We live in a data-laden world. From the smartphone in your pocket and the satellites flying overhead to the demographics of a city and global banking transactions, data production is a constant fount.
Famed statistician John Tukey once said, “The best thing about being a statistician is that you get to play in everyone’s backyard.”
That statement rings true specifically for Xiao Hui Tai, an assistant professor in the Department of Statistics. Tai specializes in using large-scale, granular sources of data, and statistical and machine learning methods to study problems concerning conflict and the developing world.
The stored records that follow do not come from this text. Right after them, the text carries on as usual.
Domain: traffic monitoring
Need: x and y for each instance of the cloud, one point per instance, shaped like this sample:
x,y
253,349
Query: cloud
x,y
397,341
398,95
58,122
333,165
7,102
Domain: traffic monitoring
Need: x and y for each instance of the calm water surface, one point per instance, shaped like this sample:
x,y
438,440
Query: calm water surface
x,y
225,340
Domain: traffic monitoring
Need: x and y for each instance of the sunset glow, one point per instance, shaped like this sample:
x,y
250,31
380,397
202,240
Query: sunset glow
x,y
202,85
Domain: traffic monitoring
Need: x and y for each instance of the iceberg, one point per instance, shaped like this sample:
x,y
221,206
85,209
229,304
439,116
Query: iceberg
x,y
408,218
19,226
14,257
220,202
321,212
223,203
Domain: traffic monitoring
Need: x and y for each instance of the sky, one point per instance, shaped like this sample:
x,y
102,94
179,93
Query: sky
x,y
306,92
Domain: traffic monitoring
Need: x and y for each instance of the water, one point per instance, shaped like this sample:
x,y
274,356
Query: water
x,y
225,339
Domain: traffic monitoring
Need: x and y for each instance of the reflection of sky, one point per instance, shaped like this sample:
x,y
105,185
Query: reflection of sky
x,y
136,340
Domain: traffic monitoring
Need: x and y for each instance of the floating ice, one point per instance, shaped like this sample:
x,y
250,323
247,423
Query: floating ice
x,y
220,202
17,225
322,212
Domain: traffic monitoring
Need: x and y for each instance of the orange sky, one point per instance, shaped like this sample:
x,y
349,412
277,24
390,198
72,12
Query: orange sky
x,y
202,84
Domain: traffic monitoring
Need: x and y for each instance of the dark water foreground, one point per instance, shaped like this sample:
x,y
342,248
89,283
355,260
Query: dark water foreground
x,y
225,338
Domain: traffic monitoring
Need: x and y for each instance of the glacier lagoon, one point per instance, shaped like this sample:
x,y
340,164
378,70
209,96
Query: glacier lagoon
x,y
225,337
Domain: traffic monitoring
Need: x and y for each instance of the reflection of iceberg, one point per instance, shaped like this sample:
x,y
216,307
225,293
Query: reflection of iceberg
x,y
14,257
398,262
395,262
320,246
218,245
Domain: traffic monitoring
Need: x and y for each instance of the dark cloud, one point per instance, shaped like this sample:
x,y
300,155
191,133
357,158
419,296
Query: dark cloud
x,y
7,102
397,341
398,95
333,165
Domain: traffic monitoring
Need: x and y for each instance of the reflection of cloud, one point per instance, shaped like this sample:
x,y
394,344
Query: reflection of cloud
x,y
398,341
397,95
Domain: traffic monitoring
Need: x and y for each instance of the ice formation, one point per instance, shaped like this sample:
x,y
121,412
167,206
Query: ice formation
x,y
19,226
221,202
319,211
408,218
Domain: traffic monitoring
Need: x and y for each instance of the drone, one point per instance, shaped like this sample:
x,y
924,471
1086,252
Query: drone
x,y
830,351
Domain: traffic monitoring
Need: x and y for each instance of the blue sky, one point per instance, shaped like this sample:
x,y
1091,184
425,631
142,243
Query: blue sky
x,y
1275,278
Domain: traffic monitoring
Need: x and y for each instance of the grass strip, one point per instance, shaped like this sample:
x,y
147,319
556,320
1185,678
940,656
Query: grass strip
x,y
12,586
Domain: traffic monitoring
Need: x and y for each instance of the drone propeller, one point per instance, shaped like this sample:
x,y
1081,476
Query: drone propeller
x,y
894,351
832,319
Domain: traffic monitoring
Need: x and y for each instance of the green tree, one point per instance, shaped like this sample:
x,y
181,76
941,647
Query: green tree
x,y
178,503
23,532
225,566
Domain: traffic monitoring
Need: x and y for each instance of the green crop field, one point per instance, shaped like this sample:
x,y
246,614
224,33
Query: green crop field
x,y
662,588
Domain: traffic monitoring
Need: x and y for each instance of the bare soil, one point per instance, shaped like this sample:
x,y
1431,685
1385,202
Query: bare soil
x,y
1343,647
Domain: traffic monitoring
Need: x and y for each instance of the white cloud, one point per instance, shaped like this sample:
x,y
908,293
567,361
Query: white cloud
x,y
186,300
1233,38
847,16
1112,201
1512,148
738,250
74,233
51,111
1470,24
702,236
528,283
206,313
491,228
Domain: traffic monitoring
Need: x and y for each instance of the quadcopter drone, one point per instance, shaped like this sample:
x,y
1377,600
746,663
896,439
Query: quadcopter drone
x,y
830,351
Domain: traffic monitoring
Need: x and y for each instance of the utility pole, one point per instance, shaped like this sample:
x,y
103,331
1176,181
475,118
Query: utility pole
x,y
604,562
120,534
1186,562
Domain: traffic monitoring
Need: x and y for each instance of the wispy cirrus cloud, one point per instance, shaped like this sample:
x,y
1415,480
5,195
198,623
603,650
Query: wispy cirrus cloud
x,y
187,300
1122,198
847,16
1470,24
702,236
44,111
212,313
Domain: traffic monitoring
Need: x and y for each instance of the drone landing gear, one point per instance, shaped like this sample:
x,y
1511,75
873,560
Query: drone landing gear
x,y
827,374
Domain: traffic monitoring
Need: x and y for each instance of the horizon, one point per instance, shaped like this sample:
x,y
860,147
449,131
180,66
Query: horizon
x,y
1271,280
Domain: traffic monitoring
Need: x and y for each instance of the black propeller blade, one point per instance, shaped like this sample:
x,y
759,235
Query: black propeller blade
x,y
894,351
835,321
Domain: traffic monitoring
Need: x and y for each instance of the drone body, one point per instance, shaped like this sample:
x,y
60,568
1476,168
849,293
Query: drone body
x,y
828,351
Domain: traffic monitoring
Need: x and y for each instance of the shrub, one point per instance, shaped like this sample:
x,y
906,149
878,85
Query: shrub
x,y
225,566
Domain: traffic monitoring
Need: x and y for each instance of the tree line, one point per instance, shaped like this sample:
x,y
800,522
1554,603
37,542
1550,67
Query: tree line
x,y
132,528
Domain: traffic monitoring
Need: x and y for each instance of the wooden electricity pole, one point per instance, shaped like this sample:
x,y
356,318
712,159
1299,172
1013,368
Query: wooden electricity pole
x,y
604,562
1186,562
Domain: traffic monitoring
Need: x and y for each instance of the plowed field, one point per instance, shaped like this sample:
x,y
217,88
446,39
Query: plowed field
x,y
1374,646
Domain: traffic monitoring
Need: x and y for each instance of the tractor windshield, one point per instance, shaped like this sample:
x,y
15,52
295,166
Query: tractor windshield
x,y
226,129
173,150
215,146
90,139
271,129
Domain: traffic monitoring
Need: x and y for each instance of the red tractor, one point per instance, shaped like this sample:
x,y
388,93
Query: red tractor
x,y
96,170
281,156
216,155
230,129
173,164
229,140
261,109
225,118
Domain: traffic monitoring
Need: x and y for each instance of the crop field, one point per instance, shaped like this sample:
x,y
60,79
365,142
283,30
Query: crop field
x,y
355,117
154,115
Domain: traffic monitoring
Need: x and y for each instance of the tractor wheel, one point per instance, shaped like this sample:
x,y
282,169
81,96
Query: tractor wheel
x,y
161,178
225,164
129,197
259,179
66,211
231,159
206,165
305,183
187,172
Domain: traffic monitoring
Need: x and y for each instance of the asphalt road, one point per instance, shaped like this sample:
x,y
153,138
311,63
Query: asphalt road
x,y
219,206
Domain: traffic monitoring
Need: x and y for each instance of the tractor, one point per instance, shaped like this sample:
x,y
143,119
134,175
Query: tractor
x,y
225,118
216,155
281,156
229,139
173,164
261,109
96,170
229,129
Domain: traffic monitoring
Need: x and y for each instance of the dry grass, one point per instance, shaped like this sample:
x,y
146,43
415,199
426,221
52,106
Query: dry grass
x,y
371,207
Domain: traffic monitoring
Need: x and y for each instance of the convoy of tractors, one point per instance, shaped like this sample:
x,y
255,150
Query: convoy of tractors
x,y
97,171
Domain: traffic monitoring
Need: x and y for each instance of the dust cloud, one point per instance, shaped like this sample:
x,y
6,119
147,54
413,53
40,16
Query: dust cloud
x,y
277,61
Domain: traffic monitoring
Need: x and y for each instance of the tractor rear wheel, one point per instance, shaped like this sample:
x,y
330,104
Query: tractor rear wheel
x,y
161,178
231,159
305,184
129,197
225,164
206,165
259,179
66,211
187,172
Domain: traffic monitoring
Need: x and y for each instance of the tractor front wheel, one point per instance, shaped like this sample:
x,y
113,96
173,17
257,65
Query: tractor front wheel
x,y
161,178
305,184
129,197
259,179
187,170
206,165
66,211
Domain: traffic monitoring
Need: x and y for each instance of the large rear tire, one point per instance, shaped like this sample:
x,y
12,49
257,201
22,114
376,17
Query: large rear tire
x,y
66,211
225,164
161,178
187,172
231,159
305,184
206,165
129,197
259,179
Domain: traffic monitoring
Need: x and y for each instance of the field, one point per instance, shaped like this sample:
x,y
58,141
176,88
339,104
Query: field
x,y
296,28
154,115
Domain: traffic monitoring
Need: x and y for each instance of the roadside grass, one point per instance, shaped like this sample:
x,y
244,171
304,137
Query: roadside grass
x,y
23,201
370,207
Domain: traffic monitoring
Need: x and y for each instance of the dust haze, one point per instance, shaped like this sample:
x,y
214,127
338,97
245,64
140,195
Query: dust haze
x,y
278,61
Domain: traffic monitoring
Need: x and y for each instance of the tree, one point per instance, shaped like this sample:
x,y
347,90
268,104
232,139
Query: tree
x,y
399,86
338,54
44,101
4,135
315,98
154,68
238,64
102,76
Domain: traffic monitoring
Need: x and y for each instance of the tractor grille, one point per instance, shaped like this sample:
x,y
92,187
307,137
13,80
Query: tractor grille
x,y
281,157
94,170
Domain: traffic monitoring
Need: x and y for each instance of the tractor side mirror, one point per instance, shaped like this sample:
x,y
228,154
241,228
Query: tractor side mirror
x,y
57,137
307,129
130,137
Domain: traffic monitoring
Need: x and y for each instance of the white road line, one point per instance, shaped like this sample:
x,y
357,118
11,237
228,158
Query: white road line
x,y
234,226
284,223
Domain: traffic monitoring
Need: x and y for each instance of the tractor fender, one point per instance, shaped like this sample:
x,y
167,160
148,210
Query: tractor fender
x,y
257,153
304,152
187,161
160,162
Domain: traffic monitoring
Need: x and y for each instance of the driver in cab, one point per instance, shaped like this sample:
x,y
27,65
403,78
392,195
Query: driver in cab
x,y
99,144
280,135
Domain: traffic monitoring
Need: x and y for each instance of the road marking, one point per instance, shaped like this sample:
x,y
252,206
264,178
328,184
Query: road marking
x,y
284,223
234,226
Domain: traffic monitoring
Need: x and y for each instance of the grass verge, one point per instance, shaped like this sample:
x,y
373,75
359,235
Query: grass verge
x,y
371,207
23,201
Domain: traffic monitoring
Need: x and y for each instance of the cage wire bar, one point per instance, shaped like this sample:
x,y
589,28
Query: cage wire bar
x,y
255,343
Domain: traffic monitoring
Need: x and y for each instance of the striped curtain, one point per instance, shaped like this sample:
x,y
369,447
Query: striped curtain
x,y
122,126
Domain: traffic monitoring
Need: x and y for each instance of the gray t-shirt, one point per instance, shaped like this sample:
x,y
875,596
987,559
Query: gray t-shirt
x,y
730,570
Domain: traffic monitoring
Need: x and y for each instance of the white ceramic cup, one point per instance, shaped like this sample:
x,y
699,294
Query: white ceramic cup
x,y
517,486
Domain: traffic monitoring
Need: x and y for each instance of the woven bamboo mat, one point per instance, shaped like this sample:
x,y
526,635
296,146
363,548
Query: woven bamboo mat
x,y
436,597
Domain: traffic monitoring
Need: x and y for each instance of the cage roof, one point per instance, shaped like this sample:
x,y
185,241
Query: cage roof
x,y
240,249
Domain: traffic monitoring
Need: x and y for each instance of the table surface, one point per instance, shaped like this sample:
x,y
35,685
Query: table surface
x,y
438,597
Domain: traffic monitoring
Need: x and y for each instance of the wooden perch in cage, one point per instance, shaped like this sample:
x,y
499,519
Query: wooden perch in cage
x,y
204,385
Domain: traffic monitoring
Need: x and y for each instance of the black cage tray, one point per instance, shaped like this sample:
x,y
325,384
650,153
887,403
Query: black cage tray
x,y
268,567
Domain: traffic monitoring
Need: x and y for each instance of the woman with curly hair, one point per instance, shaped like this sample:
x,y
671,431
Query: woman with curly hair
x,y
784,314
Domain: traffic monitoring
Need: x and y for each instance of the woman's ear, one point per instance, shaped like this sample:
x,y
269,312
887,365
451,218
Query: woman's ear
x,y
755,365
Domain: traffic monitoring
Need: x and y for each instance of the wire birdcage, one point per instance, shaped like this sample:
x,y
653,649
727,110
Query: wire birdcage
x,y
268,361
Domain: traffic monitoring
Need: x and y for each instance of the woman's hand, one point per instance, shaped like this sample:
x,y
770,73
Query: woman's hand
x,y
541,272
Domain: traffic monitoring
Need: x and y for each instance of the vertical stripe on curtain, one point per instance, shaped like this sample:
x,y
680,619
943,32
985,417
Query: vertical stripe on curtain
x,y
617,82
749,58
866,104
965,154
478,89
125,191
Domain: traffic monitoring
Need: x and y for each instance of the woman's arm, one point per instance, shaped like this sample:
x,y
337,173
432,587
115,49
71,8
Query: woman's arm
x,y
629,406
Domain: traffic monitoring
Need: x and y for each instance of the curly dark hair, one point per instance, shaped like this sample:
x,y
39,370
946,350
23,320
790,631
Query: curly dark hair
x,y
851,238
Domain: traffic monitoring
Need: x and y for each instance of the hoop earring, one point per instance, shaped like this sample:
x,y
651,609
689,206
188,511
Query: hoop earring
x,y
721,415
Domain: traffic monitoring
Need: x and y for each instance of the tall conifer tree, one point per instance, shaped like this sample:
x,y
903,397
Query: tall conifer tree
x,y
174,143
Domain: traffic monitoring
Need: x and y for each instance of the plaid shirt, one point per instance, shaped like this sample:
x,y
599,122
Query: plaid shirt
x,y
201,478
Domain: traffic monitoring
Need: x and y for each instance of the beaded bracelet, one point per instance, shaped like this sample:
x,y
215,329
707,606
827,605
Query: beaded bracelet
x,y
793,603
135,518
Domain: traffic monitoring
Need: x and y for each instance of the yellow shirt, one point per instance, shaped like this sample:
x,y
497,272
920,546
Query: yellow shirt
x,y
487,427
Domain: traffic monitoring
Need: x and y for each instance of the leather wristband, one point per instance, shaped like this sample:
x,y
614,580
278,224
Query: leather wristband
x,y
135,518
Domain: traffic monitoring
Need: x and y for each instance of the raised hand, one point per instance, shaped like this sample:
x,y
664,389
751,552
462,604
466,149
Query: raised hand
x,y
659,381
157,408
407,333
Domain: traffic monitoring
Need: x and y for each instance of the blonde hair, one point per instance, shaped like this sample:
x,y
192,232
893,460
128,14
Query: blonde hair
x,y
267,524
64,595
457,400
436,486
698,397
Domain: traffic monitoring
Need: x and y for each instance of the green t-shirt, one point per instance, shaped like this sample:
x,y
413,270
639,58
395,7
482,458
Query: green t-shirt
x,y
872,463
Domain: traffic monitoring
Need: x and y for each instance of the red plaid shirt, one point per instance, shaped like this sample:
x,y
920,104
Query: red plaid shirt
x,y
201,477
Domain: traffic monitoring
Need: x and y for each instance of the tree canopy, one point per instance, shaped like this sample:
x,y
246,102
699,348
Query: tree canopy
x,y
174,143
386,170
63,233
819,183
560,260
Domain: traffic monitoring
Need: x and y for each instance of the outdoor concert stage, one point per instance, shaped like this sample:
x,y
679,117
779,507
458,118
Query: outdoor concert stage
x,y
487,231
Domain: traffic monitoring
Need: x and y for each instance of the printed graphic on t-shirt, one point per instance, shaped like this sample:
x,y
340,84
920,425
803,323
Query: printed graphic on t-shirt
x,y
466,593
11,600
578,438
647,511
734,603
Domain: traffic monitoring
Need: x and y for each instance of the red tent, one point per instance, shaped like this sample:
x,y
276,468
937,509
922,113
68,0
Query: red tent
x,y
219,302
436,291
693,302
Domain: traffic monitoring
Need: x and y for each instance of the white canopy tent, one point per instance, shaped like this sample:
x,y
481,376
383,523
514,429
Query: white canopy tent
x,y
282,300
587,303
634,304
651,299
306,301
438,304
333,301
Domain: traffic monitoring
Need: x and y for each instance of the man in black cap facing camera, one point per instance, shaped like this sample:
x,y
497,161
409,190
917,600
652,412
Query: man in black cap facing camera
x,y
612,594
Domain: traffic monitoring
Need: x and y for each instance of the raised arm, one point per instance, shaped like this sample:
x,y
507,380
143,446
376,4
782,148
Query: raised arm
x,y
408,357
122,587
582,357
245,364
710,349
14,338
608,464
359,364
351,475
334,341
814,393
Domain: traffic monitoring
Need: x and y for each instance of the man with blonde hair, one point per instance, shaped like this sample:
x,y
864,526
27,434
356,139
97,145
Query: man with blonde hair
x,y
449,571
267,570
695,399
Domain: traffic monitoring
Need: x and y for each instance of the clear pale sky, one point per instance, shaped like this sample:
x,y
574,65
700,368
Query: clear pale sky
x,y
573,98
Her research is interdisciplinary in nature, requiring her to collaborate with colleagues across academic disciplines.
“As a statistician, I try to use tools that would not be readily available to other types of researchers, like people who are more on the qualitative side,” Tai said. “I’ve worked with data from mobile phones, satellite imagery, as well as detailed geospatial data, all of which can present some challenges to those without statistical expertise.”
Her research runs the gamut, from using satellite data to map opium poppy cultivation and understand its relation to socioeconomic outcomes, to using phone data to study how violence displaces people in Afghanistan.
“Increasingly, people are thinking about statistics a little bit more broadly, especially because data science has become quite popular,” Tai said. “Data is not often like you think, like in an Excel sheet, where it’s all nice and well-organized. That’s not what real-world data looks like.”
The effects of air pollution
Recent research from Tai and colleagues, appearing in Communications Earth & Environment, uses satellite-based measurements of fine particulate matter (PM2.5) combined with comprehensive public records to study the effects of pollution on elderly mortality in Chile.
Tai said the study grew out of a student project spearheaded by UC Davis Energy and Efficiency Institute Ph.D. student Pablo Busch for her class STA 250: Topics in Applied and Computational Statistics.
“The innovation here is that in previous studies, typically you need to use physical monitors placed at appropriate locations, but sometimes these monitors might not be easily available throughout an entire country,” Tai said. “For example, in rural areas, it’s less common to have monitors, and also in the developing world, because these monitors are really expensive to set up and maintain.”
Advances in satellite-based measurements have provided a new data-gathering avenue for researchers studying the effects of air pollution. In their study, Tai’s team used data produced by the Atmospheric Composition Analysis Group from the Washington University in St. Louis combined with death certificate records to reveal the relationship between increases in PM2.5 and mortality rates for those over the age of 75.
In the study, the team reported that monthly increases of 10 micrograms per cubic meter in PM2.5 exposure are associated with a 1.7% increase in all-cause mortality for the elderly.
“Methods have been developed that are quite good at using satellite imagery to infer what PM2.5 levels are,” Tai said. “The advantage is that this kind of data is now available throughout an entire geography and over time as well.”
Data and decision-making
Tai’s research emphasizes the importance and innovative potential of interdisciplinary collaborations across campus.
Recently, Tai has partnered with Lauren Peritz, an associate professor in the Department of Political Science; Katheryn Russ, professor and chair of the Department of Economics; and Carl Stahmer, executive director of the UC Davis DataLab, on a project titled “Uncovering the Private Sector Influence on Global Public Health Policy Using Automated Text Analysis.”
The project is the first to receive funding through the L&S Unites Initiative, a Letters & Science program that aims to cultivate interdisciplinary research collaborations.
“In a nutshell, the idea is that we have these emails from lobbyists in the U.S. to trade representatives, and we have country statements at World Health Assembly meetings,” Tai said. “We’re trying to see if the content of these emails is later reflected in what happens in the World Health Organization.”
Accomplishing this requires a natural language processing computer algorithm capable of sifting through thousands of pages of text. According to Tai, this pushes beyond the scope of typical text analysis algorithms, requiring input from domain experts across campus.
“The emphasis on interdisciplinary work on this campus is really unique and it fits with my research interests,” Tai said. “The college is actively trying to support these types of collaborations, which is not always the case in other places.”